On the Federal Reserve’s (Fed) side, investors await more clues on the bank’s stance, specifically on how they are assessing the recent robust economic reports and how they would impact their policy stance as they may give the officials reasoning to continue hiking. That being said, since the September meeting, inflation and job creation have decelerated, which would favour the case of the Fed finishing its tightening cycle with no hikes in the remainder of 2023. Markets have already discounted a pause for Wednesday's announcement, and the odds of a hike in December are still low but the bank's stance will likely impact the expectations for the last meeting of 2023.

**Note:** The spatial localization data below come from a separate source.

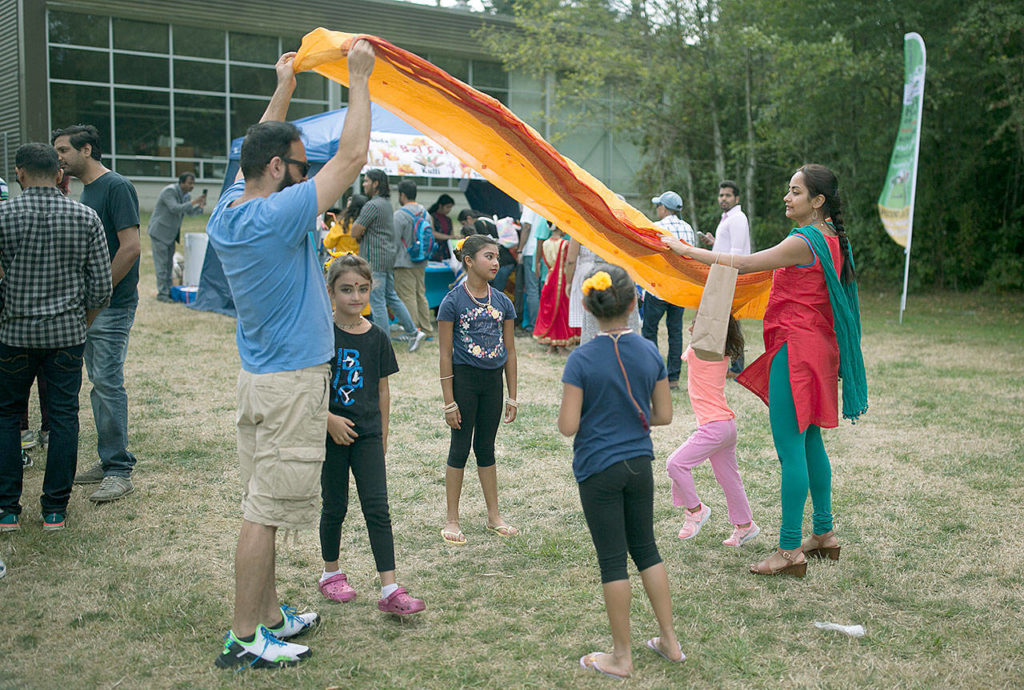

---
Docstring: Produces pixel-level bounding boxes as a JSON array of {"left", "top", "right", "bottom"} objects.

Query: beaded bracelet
[
  {"left": 442, "top": 401, "right": 459, "bottom": 414},
  {"left": 505, "top": 398, "right": 518, "bottom": 408}
]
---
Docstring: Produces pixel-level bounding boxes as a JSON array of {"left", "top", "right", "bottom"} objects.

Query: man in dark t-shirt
[{"left": 53, "top": 125, "right": 141, "bottom": 503}]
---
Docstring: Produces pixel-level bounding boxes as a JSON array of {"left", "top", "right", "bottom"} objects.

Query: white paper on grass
[{"left": 814, "top": 621, "right": 865, "bottom": 637}]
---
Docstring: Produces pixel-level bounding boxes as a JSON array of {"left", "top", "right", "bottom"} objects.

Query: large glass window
[
  {"left": 229, "top": 32, "right": 278, "bottom": 64},
  {"left": 50, "top": 47, "right": 108, "bottom": 83},
  {"left": 175, "top": 94, "right": 226, "bottom": 161},
  {"left": 114, "top": 89, "right": 170, "bottom": 156},
  {"left": 50, "top": 84, "right": 111, "bottom": 152},
  {"left": 229, "top": 65, "right": 277, "bottom": 96},
  {"left": 114, "top": 54, "right": 169, "bottom": 88},
  {"left": 174, "top": 59, "right": 224, "bottom": 93},
  {"left": 113, "top": 18, "right": 168, "bottom": 53},
  {"left": 48, "top": 10, "right": 107, "bottom": 48},
  {"left": 174, "top": 25, "right": 224, "bottom": 60}
]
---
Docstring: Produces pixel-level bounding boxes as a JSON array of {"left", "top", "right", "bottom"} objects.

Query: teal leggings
[{"left": 769, "top": 344, "right": 833, "bottom": 550}]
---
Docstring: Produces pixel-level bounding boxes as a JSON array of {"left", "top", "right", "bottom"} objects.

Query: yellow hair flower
[
  {"left": 455, "top": 238, "right": 467, "bottom": 252},
  {"left": 582, "top": 270, "right": 613, "bottom": 295}
]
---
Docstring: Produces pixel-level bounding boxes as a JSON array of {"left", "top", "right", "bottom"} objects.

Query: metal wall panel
[
  {"left": 46, "top": 0, "right": 514, "bottom": 58},
  {"left": 0, "top": 0, "right": 19, "bottom": 180}
]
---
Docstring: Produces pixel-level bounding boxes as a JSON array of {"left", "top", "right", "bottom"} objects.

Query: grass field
[{"left": 1, "top": 215, "right": 1023, "bottom": 688}]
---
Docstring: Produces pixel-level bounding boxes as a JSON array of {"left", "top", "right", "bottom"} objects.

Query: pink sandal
[{"left": 319, "top": 573, "right": 356, "bottom": 602}]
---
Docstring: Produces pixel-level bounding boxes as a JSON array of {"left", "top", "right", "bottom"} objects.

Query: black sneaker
[{"left": 214, "top": 625, "right": 311, "bottom": 670}]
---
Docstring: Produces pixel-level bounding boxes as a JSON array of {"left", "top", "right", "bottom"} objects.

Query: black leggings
[
  {"left": 447, "top": 364, "right": 503, "bottom": 469},
  {"left": 319, "top": 434, "right": 395, "bottom": 573},
  {"left": 578, "top": 457, "right": 662, "bottom": 583}
]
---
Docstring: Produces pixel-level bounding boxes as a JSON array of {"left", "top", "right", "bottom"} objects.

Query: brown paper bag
[{"left": 690, "top": 259, "right": 739, "bottom": 362}]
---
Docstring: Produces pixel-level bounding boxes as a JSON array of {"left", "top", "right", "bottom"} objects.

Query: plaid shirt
[
  {"left": 0, "top": 187, "right": 112, "bottom": 348},
  {"left": 655, "top": 213, "right": 696, "bottom": 245}
]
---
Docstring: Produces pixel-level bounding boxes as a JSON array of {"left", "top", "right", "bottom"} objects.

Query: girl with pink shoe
[
  {"left": 666, "top": 317, "right": 758, "bottom": 546},
  {"left": 317, "top": 254, "right": 425, "bottom": 615},
  {"left": 559, "top": 266, "right": 684, "bottom": 679}
]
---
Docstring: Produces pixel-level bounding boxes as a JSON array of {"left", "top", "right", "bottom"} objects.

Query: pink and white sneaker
[
  {"left": 677, "top": 504, "right": 711, "bottom": 540},
  {"left": 722, "top": 521, "right": 760, "bottom": 547},
  {"left": 319, "top": 573, "right": 356, "bottom": 602},
  {"left": 377, "top": 587, "right": 425, "bottom": 615}
]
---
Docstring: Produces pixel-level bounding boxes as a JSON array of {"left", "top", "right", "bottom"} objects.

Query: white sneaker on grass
[
  {"left": 677, "top": 504, "right": 711, "bottom": 540},
  {"left": 409, "top": 330, "right": 428, "bottom": 352},
  {"left": 265, "top": 605, "right": 320, "bottom": 639},
  {"left": 722, "top": 521, "right": 760, "bottom": 547},
  {"left": 214, "top": 624, "right": 311, "bottom": 669}
]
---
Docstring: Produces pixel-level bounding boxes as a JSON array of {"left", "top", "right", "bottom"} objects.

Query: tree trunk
[
  {"left": 744, "top": 47, "right": 756, "bottom": 239},
  {"left": 679, "top": 135, "right": 699, "bottom": 234}
]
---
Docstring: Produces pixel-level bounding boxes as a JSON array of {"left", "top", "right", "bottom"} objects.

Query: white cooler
[{"left": 183, "top": 232, "right": 208, "bottom": 287}]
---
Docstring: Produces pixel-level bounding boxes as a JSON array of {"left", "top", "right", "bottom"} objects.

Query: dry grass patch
[{"left": 1, "top": 221, "right": 1022, "bottom": 687}]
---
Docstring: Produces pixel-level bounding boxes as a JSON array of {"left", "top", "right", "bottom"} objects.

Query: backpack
[{"left": 401, "top": 207, "right": 434, "bottom": 262}]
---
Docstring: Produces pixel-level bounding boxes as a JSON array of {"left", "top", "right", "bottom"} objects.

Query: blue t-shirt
[
  {"left": 562, "top": 332, "right": 666, "bottom": 482},
  {"left": 437, "top": 283, "right": 516, "bottom": 369},
  {"left": 206, "top": 179, "right": 332, "bottom": 374}
]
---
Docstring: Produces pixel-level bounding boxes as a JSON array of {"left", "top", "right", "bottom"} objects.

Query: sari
[{"left": 532, "top": 236, "right": 580, "bottom": 346}]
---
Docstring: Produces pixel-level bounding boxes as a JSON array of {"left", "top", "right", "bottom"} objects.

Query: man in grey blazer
[{"left": 147, "top": 172, "right": 205, "bottom": 302}]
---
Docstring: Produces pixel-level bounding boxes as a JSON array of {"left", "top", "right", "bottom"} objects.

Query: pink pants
[{"left": 665, "top": 418, "right": 753, "bottom": 526}]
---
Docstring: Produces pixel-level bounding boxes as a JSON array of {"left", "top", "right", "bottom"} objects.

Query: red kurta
[{"left": 737, "top": 234, "right": 842, "bottom": 432}]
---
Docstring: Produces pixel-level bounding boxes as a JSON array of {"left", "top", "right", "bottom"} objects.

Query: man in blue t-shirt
[
  {"left": 204, "top": 43, "right": 376, "bottom": 670},
  {"left": 52, "top": 124, "right": 141, "bottom": 504}
]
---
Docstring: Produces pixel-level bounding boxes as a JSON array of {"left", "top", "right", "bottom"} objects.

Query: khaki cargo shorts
[{"left": 236, "top": 364, "right": 329, "bottom": 530}]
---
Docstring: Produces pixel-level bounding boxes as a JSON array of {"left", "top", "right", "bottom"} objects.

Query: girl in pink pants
[{"left": 666, "top": 318, "right": 758, "bottom": 546}]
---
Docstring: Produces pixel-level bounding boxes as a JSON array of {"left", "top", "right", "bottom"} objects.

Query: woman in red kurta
[{"left": 664, "top": 164, "right": 861, "bottom": 578}]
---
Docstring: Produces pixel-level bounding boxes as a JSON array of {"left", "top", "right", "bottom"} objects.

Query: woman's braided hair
[{"left": 798, "top": 164, "right": 856, "bottom": 285}]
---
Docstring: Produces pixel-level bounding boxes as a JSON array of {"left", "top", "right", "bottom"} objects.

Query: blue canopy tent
[{"left": 190, "top": 104, "right": 516, "bottom": 316}]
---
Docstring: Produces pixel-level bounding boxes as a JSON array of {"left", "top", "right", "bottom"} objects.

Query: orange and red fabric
[{"left": 294, "top": 28, "right": 773, "bottom": 318}]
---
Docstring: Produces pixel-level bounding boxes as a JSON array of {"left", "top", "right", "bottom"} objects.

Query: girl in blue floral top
[{"left": 437, "top": 234, "right": 519, "bottom": 546}]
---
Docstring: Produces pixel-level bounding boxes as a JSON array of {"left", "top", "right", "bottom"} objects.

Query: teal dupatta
[{"left": 791, "top": 226, "right": 869, "bottom": 422}]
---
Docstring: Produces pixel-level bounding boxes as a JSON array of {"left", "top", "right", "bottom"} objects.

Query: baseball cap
[{"left": 651, "top": 191, "right": 682, "bottom": 211}]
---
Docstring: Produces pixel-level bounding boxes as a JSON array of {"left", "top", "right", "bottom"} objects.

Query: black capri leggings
[
  {"left": 319, "top": 434, "right": 395, "bottom": 573},
  {"left": 578, "top": 456, "right": 662, "bottom": 583},
  {"left": 447, "top": 364, "right": 503, "bottom": 469}
]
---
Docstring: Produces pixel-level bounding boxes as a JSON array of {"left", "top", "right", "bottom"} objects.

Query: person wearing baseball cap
[{"left": 642, "top": 191, "right": 695, "bottom": 389}]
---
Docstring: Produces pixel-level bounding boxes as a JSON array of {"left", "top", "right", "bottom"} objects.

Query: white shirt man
[{"left": 700, "top": 181, "right": 750, "bottom": 255}]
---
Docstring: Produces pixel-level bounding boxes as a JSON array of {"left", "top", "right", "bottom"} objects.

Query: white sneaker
[
  {"left": 722, "top": 521, "right": 760, "bottom": 547},
  {"left": 409, "top": 330, "right": 428, "bottom": 352},
  {"left": 677, "top": 504, "right": 711, "bottom": 540},
  {"left": 214, "top": 624, "right": 311, "bottom": 669},
  {"left": 266, "top": 605, "right": 320, "bottom": 639}
]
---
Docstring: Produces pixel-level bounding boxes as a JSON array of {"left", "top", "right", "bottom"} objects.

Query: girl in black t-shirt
[{"left": 318, "top": 254, "right": 425, "bottom": 616}]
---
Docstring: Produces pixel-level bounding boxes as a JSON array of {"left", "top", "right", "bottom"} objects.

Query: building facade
[{"left": 1, "top": 0, "right": 640, "bottom": 210}]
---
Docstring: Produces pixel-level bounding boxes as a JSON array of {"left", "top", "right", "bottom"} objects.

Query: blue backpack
[{"left": 401, "top": 207, "right": 434, "bottom": 262}]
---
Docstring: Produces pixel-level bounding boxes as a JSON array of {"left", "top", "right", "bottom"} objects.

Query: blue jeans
[
  {"left": 0, "top": 341, "right": 85, "bottom": 515},
  {"left": 519, "top": 257, "right": 541, "bottom": 329},
  {"left": 641, "top": 294, "right": 684, "bottom": 382},
  {"left": 370, "top": 270, "right": 417, "bottom": 337},
  {"left": 84, "top": 306, "right": 138, "bottom": 477}
]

On the Bank of England’s side, investors aren’t foreseeing a hike and will also look for clues for placing their bets for the next meetings on the bank’s statement and on Andrew Bailey’s words. Regarding the forecasts, there are growing expectations that as recent economic activity data came in weak, the bank will revise to the downside growth estimations while inflation projections are expected to be revised to the upside as prices remain stubbornly high.
Analysing the daily chart, GBP/USD presents a bearish outlook for the short term. Both the Relative Strength Index (RSI) and Moving Average Convergence Divergence (MACD) remain in negative territory, and the pair is below the 20,100 and 200-day Simple Moving Averages (SMAs), which highlights the continued dominance of bears on the broader scale.
Support levels: 1.2100, 1.2080, 1.2050.
Resistance levels: 1.2180 (20-day SMA), 1.2200, 1.2250.